Last week she brought some very fresh and healthy looking coriander leaves. I bought 2 huge bunches and used up some in fresh chutneys. The rest went into making a Kothamalli Thokku – Fresh Coriander Chutney or Pickle. This Chutney or Pickle is popular in Tamil Nadu. You may notice that I refer to Thokku as Chutney or Pickle. That is because the fresh coriander leaves are cooked as a paste and this has the texture of chutney. It also has oil and spices that are similar to a South Indian style pickle.
Fresh coriander is perhaps not used as much in South Indian cooking as it is in the North. However, this Thokku is one way in which it is preserved very well. It can be served with rice and yogurt, with dosas (crisp lentil and rice crepes) or with flatbreads like parathas.

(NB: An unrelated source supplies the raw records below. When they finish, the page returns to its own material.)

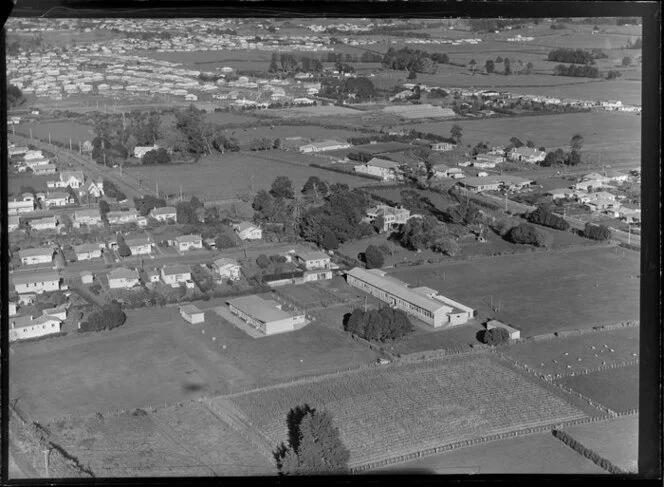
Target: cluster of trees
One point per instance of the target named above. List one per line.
(338, 219)
(542, 216)
(494, 336)
(264, 143)
(109, 317)
(111, 190)
(359, 89)
(145, 204)
(378, 324)
(428, 233)
(527, 234)
(15, 96)
(574, 56)
(576, 71)
(406, 59)
(596, 232)
(157, 156)
(314, 445)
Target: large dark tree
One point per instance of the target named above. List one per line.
(282, 187)
(315, 446)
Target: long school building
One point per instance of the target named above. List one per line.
(424, 303)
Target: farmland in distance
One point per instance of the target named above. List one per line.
(394, 410)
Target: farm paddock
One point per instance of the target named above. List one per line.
(541, 292)
(617, 389)
(157, 358)
(533, 454)
(615, 440)
(388, 411)
(548, 356)
(180, 440)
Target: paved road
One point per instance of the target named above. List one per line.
(123, 182)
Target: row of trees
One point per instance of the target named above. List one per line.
(378, 325)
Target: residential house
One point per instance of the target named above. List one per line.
(96, 189)
(37, 283)
(19, 206)
(164, 214)
(442, 146)
(47, 223)
(141, 150)
(248, 231)
(25, 327)
(184, 243)
(314, 260)
(123, 278)
(443, 171)
(324, 145)
(174, 275)
(87, 277)
(122, 217)
(227, 268)
(87, 251)
(36, 256)
(87, 217)
(422, 302)
(382, 168)
(192, 314)
(526, 154)
(57, 198)
(392, 216)
(265, 315)
(13, 222)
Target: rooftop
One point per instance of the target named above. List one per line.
(264, 310)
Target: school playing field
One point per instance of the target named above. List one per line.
(541, 292)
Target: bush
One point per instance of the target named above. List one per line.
(494, 336)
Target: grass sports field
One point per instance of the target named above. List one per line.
(392, 410)
(615, 440)
(541, 292)
(533, 454)
(186, 440)
(616, 136)
(156, 358)
(617, 389)
(548, 356)
(224, 176)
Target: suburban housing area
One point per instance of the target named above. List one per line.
(248, 247)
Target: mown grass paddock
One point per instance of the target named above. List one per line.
(617, 389)
(615, 440)
(224, 176)
(548, 356)
(180, 440)
(534, 454)
(389, 411)
(541, 292)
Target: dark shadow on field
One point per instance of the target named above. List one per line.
(190, 387)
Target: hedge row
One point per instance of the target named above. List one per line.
(586, 452)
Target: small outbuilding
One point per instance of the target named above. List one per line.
(192, 314)
(513, 332)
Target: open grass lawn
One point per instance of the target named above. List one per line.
(617, 136)
(181, 440)
(393, 410)
(615, 440)
(60, 131)
(224, 176)
(617, 389)
(541, 292)
(540, 356)
(533, 454)
(157, 358)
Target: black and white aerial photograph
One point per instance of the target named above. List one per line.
(317, 245)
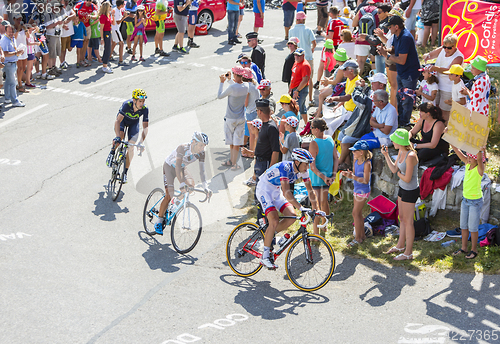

To make the Kothamalli Thokku – Fresh Coriander Chutney or Pickle, start with prepping the fresh coriander. Snip away the roots and the mature part of the coriander stems. Wash the coriander leaves and tender stems. Pat dry and snip or cut into smaller pieces.
This Chutney or Pickle is meant to be slightly spicy and tangy with a hint of sweet. I like to add toasted split black gram lentils to it. Though not traditional, I find it adds a certain nuttiness.
Some basic facts about Coriander :
Coriander (Kothamalli/ Dhania), also known as Cilantro is an annual herb. Its leaves, stems and seeds are edible. Coriander leaves are widely used in Asian, Mexican and some Portuguese cooking.
Coriander, in traditional medicine, is thought to have anxiety relieving properties. The seeds are boiled with cumin in water and this liquid is used as a diuretic.
Kothamalli Podi/ Fresh Coriander Chutney Powder:
Kothamalli Podi is a dry chutney powder made with fresh coriander leaves. It is normally eaten mixed with hot rice and bit of sesame seed oil or ghee. It can also be used in the same way as Milagaipodi.
This Chutney Powder is made with almost the same ingredients.
For the amount of coriander leaves given in the Kothamalli Thokku – Fresh Coriander Chutney or Pickle recipe, you will need about 1/4 cup each of split Bengal lentils (chana dal dal) and split black lentils (urad dal). You will also need a couple of teaspoons of oil, about 8 to 10 dried red chillies, 1/4 tsp asafoetida powder and salt to taste
Heat the oil in a wok and toast both lentils till golden brown, over medium heat. A minute before they’re close to browning, add the red chillies and the asafoetida powder. Stir a few times. Then remove them to a bowl.
In the same wok, put the chopped coriander leaves and stems and stir until they wilt and start to look a little dry. Do not let them brown. Once they have cooled, blend everything together with a little salt into a coarse powder. Bottle and refrigerate
This post has been updated with text and photographs recently.